OK, I get the WSJ delivered at home. (Don’t judge me. It was free.)
My take on the article–it has an agenda. It’s promoting oversea (primarily for-profit) medical schools as viable alternative to US schools.
It mentions only the pluses and none of negatives.
Re #5. That 85% match for Ross, St Georges, AUC is extremely misleading. It doesn’t considered that 35+% of students drop out rate before they get to point of applying to Match.
I had a problem with #5 too. I agree I felt the article was promoting high priced overseas medical schools. Still wouldn’t send a child to the Caribbean for med school. I know a lot of friends who have done that but I wouldn’t consider it.

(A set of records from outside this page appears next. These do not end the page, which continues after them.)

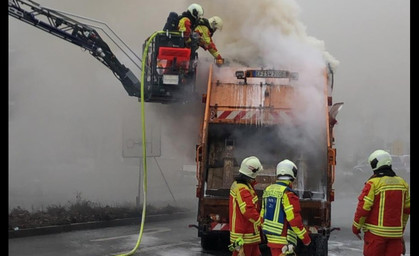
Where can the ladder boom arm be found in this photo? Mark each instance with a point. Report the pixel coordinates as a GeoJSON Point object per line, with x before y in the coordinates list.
{"type": "Point", "coordinates": [75, 32]}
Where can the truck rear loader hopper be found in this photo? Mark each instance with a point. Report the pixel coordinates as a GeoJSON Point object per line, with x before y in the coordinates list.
{"type": "Point", "coordinates": [259, 112]}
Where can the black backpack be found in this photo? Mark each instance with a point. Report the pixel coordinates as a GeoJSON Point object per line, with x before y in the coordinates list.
{"type": "Point", "coordinates": [172, 22]}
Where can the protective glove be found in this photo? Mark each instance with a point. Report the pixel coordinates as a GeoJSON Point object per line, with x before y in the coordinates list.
{"type": "Point", "coordinates": [219, 61]}
{"type": "Point", "coordinates": [307, 240]}
{"type": "Point", "coordinates": [357, 232]}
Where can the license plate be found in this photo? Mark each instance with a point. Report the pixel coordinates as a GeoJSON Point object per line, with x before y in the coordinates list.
{"type": "Point", "coordinates": [170, 79]}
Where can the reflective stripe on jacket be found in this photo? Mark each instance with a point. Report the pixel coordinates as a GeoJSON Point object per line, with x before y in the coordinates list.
{"type": "Point", "coordinates": [205, 40]}
{"type": "Point", "coordinates": [383, 206]}
{"type": "Point", "coordinates": [282, 222]}
{"type": "Point", "coordinates": [244, 217]}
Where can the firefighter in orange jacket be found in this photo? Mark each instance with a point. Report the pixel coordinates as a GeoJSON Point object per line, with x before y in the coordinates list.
{"type": "Point", "coordinates": [206, 29]}
{"type": "Point", "coordinates": [189, 20]}
{"type": "Point", "coordinates": [383, 209]}
{"type": "Point", "coordinates": [282, 222]}
{"type": "Point", "coordinates": [244, 217]}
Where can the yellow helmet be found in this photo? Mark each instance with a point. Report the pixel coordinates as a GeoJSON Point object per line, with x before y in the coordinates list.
{"type": "Point", "coordinates": [250, 167]}
{"type": "Point", "coordinates": [216, 23]}
{"type": "Point", "coordinates": [196, 10]}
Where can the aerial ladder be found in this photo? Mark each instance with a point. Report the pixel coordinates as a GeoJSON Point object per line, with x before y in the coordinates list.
{"type": "Point", "coordinates": [85, 35]}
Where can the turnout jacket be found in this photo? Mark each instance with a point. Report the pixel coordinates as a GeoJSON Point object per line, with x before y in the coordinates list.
{"type": "Point", "coordinates": [282, 222]}
{"type": "Point", "coordinates": [205, 41]}
{"type": "Point", "coordinates": [383, 205]}
{"type": "Point", "coordinates": [244, 216]}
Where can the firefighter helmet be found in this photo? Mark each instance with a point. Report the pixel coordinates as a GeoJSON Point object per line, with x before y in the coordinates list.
{"type": "Point", "coordinates": [216, 23]}
{"type": "Point", "coordinates": [286, 169]}
{"type": "Point", "coordinates": [250, 167]}
{"type": "Point", "coordinates": [379, 158]}
{"type": "Point", "coordinates": [196, 10]}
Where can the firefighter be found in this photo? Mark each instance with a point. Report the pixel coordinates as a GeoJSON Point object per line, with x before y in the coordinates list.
{"type": "Point", "coordinates": [205, 30]}
{"type": "Point", "coordinates": [189, 20]}
{"type": "Point", "coordinates": [282, 222]}
{"type": "Point", "coordinates": [244, 217]}
{"type": "Point", "coordinates": [383, 209]}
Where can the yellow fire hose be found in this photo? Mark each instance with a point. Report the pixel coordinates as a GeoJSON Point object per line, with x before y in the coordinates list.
{"type": "Point", "coordinates": [143, 143]}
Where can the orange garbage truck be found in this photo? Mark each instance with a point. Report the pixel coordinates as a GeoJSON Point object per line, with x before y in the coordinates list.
{"type": "Point", "coordinates": [273, 115]}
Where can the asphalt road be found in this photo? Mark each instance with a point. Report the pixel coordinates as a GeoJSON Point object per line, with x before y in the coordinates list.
{"type": "Point", "coordinates": [169, 237]}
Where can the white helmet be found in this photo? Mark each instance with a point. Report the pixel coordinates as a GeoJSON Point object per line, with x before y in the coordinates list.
{"type": "Point", "coordinates": [250, 167]}
{"type": "Point", "coordinates": [379, 158]}
{"type": "Point", "coordinates": [286, 170]}
{"type": "Point", "coordinates": [196, 10]}
{"type": "Point", "coordinates": [216, 23]}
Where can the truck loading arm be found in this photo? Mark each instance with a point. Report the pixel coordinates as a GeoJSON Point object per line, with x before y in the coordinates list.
{"type": "Point", "coordinates": [54, 22]}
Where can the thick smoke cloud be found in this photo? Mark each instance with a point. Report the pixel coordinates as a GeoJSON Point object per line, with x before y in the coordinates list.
{"type": "Point", "coordinates": [70, 119]}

Another reason NOT to go for Caribbean school. According to CBS news, the Bronx hospital shooting suspect (Dr. Bello) was a Ross graduate having a hard time to get licensed, had to work as pharm tech and NYC case worker.
According to New York State Education Department records, Bello graduated from Ross University and had a limited permit to practice as an international medical graduate to gain experience in order to be licensed. The permit was issued on July 1, 2014, and expired last year on the same day. Family medicine doctors handle more routine cases, such as coughs and sprained ankles.
Bello also worked as a pharmacy technician at Metropolitan hospital in Manhattan because he was having a hard time getting licensed as a physician, but quit the job in 2012 and filed for unemployment, according to the lawyer who represented him on appeal in 2014. He lost his case. One former colleague at Metropolitan said he would frequently argue with nurses and bristled at being told what to do, but his attorney in the unemployment action said that’s not the man he knew.
Are federal student loans taken out by students attending these foreign MD programs eligible for the government’s student loan repayment plans? For those that “strike out” in landing a residency spot or are underemployed, can’t they just enroll in IBR, etc. and stick it to the taxpayer?